JENEWA, iNewsPortalAceh.id - Kondisi pengungsi di Jalur Gaza, Palestina, sangat memprihatinkan. Mereka bukan hanya harus berjuang hidup dengan menghindari serangan brutal tentara Zionis Israel, tapi juga mendapatkan makanan.
Badan amal ActionAid menyatakan beberapa pengungsi di Rafah, Gaza bagian selatan, terpaksa makan rumput karena tak ada sesuatu yang bisa dimakan.
Meski Rafah berada di perbatasan Mesir, bantuan kemanusiaan masih sulit atau sangat kurang untuk memenuhi 1 juta lebih pengungsi.
“Semua orang di Gaza sekarang kelaparan, orang-orang hanya mendapat 1,5 hingga 2 liter air yang tidak bersih setiap hari untuk memenuhi semua kebutuhan mereka,” bunyi pernyataan ActionAid, dikutip dari Reuters, Jumat (9/2/2024)kemarin.
Juru bicara badan PBB untuk pengungsi Palestina Juliette Touma mengatakan, badan-badan kemanusiaan mengaku tidak bisaa mengevakuasi pengungsi ke wilayah yang lebih aman karena pasukan Israel ditempatkan di utara.
Selain itu bantuan yang diperbolehkan masuk ke Gaza masih jauh dari cukup untuk memenuhi kebutuhan pengungsi.
“Semua tempat penampungan penuh dan tidak bisa menampung lebih banyak orang lagi,” kata Touma.
Lembaga-lembaga kemanusiaan juga memperingatkan serangan Israel ke Rafah sama saja dengan menciptakan pertumpahan darah.
Lebih dari 1 juta pengungsi mendiami padang luas yang berbatasan dengan Mesir tersebut.
Para relawan kemanusiaan menegaskan, serangan itu bukan hanya sebagai pembantaian massal tapi juga menghambat bantuan kemanusiaan.
Di saat yang sama para dokter dan pekerja kemanusiaan berjuang untuk memberikan bantuan bahan pokok untuk kelangsungan hidup pengungsi serta menghentikan penyebaran penyakit.

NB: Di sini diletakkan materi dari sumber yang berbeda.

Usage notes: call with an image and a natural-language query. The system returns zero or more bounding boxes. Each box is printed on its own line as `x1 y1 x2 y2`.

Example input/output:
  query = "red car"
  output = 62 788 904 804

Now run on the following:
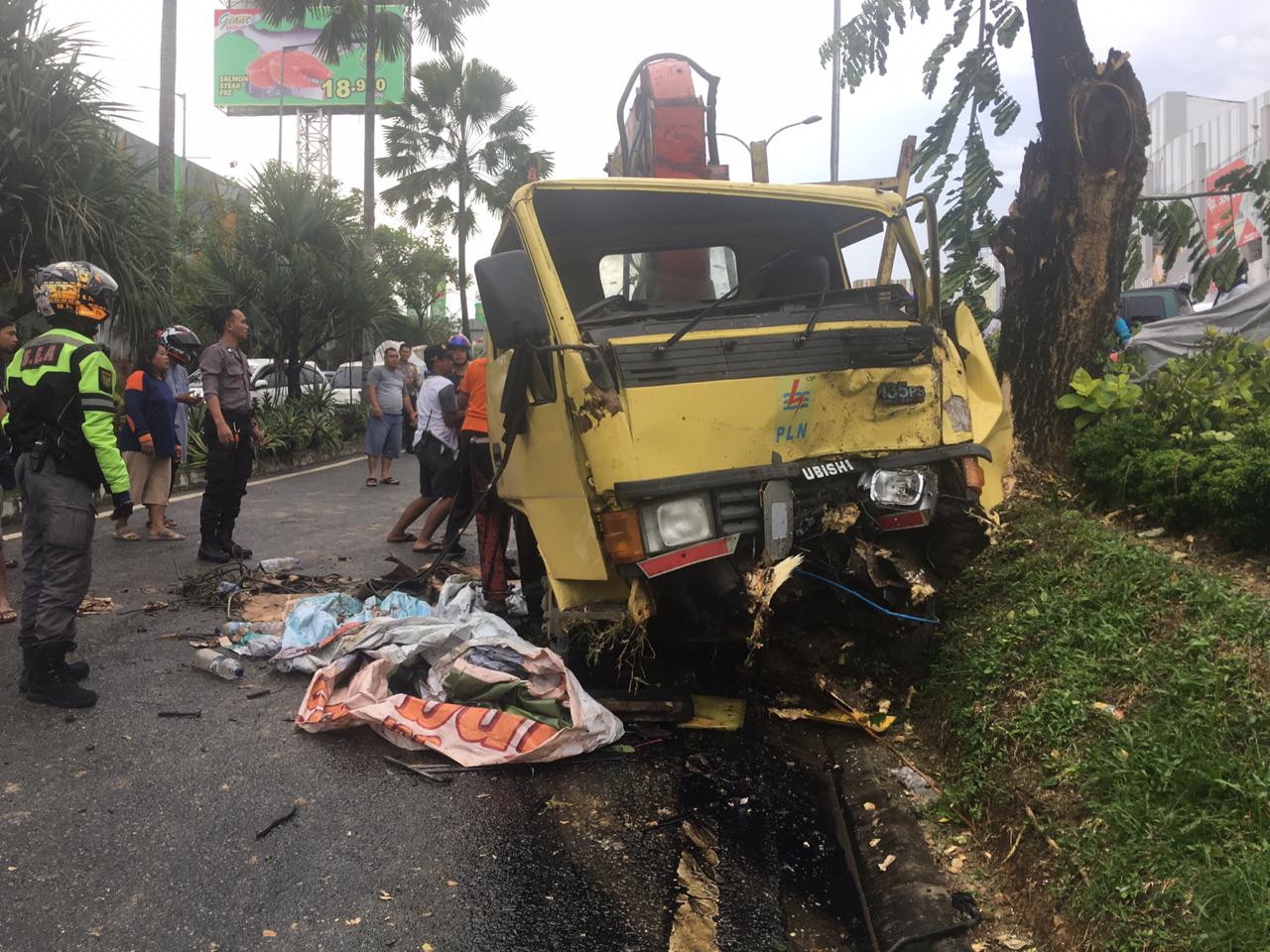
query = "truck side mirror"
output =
472 251 550 350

“Perang tidak boleh dibiarkan di kamp pengungsi raksasa. Permusuhan yang meluas ke Rafah bisa meruntuhkan respons kemanusiaan,” kata Jan Egeland, sekjen Dewan Pengungsi Norwegia (NRC), seraya memperingatkan terjadinya pertumpahan darah jika operasi Israel berlanjut ke Rafah.
Santosh Kumar, seorang dokter yang meninggalkan Gaza pekan lalu, menggambarkan Rafah sebagai penjara tertutup dengan limbah kotoran manusia mengalir di berbagai tempat yang begitu padat. Hampir tidak ada ruang bagi kendaraan medis untuk lewat.
“Jika bom yang sama yang digunakan di Khan Younis juga digunakan di Rafah, setidaknya jumlah korban akan meningkat 2 atau 3 kali lipat karena populasinya sangat padat,” kata Kumar.
Pemerintah Israel sebelumnya menyatakan akan bergerak maju dari Khan Younis, kota utama di selatan Gaza, menuju Rafah.
Populasi kota tersebut melonjak lima kali lipat setelah gelombang pengungsian mengalir dari Gaza bagian utara dan tengah.